Columnist image
Amber Kanwar

Anchor, Reporter


I’m late. I found myself breaking up a fight between my eldest and middle children about who gets to wear an Elsa hair braid to school today. I’ll let you guess who won that based on birth order.
Here are five things you need to know this morning:
New quarter, who this?: Today marks the first day of trading for the fourth quarter as we say good riddance to Q3. The TSX and the S&P 500 put in back-to-back monthly losses. The TSX is barely positive for the year. And here is an interesting, but probably completely useless fact: the S&P 500 has closed higher for the last 12 Mondays – the longest streak ever for the S&P 500. This morning, futures are mildly negative even as the U.S. averts a shutdown. The biggest near-term implication is that we will still get the all-important jobs data this week. Longer-term we will watch for commentary from credit agencies as the U.S. continues to play chicken with its finances.  Today we get a read of the U.S. manufacturing sector. A read of China’s factory activity in a private-sector survey showed activity slowed in September, but official government data showed modest expansion for the first time in six months. No matter how you slice it though, both numbers are barely in expansion territory.
Short story: Rania Llewlyn is out as CEO of Laurentian Bank and so is the chair of the board Michael Mueller. The bank announced Eric Provost as new CEO, who has been at the bank for over a decade and was most recently group head for personal and commercial banking. This comes at a tumultuous time for the bank. It just ended a strategic review with no buyers. Instead of announced a bold new strategic vision, the company said it was just going to accelerate its current vision and they would tell us more about it in three months. Then last week there was a computer mainframe outage which may have proved to be the tipping point for the board. Fixing it is billed as the “immediate priority” of the new CEO. As for Rania Llewlyn, today’s press release carries only one sentence thanking her for her hard work and contributions. And thus ends the three-year story of the first female CEO of a Canadian bank.

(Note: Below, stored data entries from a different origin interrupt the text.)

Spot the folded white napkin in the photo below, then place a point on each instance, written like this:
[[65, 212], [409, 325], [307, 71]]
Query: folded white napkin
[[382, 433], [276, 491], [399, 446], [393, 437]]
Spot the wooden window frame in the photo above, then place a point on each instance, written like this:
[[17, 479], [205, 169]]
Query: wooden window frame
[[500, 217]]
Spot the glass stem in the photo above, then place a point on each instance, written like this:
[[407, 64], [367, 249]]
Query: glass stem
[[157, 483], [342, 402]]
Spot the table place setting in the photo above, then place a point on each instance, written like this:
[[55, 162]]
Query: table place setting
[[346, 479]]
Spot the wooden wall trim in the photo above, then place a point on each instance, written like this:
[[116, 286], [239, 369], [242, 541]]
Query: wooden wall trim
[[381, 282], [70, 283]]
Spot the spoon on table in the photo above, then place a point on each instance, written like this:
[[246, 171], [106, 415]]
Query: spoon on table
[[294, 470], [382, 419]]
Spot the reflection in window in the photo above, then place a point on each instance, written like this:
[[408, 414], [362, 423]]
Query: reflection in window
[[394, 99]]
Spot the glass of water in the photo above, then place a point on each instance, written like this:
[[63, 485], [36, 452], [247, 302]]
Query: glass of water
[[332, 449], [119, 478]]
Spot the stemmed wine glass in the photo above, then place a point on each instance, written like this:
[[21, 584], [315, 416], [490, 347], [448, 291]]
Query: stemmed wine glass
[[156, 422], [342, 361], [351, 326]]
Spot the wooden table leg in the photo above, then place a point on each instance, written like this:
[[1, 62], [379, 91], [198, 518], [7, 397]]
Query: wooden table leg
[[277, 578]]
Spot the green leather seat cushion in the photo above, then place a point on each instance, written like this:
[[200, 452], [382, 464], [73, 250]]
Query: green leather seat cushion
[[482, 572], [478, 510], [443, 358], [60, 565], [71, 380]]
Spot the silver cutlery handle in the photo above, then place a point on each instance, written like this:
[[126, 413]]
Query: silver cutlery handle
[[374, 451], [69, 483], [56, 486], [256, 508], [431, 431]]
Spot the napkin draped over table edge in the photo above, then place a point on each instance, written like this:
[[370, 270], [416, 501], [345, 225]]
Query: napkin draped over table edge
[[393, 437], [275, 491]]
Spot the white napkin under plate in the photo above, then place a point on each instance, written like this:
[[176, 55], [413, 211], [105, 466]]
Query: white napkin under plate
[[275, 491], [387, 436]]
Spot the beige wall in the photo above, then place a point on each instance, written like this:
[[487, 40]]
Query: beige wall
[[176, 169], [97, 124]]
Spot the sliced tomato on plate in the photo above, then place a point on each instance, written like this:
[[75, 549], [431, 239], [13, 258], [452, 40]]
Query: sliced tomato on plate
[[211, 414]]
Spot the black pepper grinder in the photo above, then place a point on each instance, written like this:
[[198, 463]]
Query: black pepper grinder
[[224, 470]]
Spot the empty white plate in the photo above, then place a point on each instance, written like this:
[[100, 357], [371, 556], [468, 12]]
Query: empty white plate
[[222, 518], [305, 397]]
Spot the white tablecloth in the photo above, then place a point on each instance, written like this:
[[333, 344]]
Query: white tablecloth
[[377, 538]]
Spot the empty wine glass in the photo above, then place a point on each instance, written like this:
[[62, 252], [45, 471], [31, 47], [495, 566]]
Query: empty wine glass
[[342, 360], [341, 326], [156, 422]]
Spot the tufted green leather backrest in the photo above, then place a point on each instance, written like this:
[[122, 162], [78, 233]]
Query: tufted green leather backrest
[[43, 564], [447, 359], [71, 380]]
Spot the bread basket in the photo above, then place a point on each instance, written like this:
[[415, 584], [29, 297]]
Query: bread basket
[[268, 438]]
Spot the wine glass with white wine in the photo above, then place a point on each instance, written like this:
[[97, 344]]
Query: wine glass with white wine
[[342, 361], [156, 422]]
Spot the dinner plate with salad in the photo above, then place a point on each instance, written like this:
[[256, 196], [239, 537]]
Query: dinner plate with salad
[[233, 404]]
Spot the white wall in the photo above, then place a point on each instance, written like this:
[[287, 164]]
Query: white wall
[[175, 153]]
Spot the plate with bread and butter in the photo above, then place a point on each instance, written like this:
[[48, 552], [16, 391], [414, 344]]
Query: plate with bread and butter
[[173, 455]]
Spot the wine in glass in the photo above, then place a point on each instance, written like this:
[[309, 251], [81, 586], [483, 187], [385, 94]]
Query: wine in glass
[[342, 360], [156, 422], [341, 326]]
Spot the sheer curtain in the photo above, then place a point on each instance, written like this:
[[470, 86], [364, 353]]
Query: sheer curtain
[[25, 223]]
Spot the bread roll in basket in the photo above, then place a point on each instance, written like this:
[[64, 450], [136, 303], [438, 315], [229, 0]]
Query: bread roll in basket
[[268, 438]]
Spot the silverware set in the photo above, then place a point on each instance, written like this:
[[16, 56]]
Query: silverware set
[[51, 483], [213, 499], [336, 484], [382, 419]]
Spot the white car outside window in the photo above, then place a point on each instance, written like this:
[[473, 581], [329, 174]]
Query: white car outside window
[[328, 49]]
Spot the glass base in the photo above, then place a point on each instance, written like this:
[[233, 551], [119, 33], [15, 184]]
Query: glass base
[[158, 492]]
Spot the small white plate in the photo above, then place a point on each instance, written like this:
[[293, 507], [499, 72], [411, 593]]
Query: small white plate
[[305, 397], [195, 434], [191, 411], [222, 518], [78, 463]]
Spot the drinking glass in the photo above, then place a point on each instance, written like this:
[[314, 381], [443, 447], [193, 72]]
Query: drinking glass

Bitcoin bounce: Bitcoin is rising to a six-week high and now trading above US$28,000. Bitcoin has rallied more than 70 per cent so far this year (although still down nearly 60 per cent from its 2021 peak). A bunch of crypto exposed stocks are rallying too: Coinbase, MicroStrategy and Riot Platforms to name a few. A bipartisan group of members from the U.S. House Financial Services Committee are urging the SEC to immediately approve spot Bitcoin exchange-traded funds. This could be providing a lift to the sector.
Not bitcoin: Meanwhile, gold is in a major funk. Ever since this higher-for-longer mantra about interest rates started to set into the markets, gold can’t get out of bed. Bullion is on a six-session losing streak, has hit the lowest level since March and just put in its largest weekly decline since 2021.
Any excuse to talk about Beyoncé: AMC and Cinemark announced that the film about Beyoncé’s Renaissance concert tour will premiere at the beginning of December. It will be released in Canada, the U.S. and Mexico. The pop in the pre-market isn’t as big as when Taylor Swift announced her tour film, but it is higher nonetheless. Swift’s film is expected to bring in about $100 to $125 million. These women are just one big stimulus package for the economy.
Notable guest: At 10:30 a.m. EDT today we’ll be joined by Paul Beaudry, former deputy governor of the Bank of Canada who has played a key role in the 10 interest rate hikes we’ve seen from the BoC since early 2022. We’ll discuss what’s keeping inflation sticky across the country and when these 2001-level interest rate highs may start to abate for Canadians.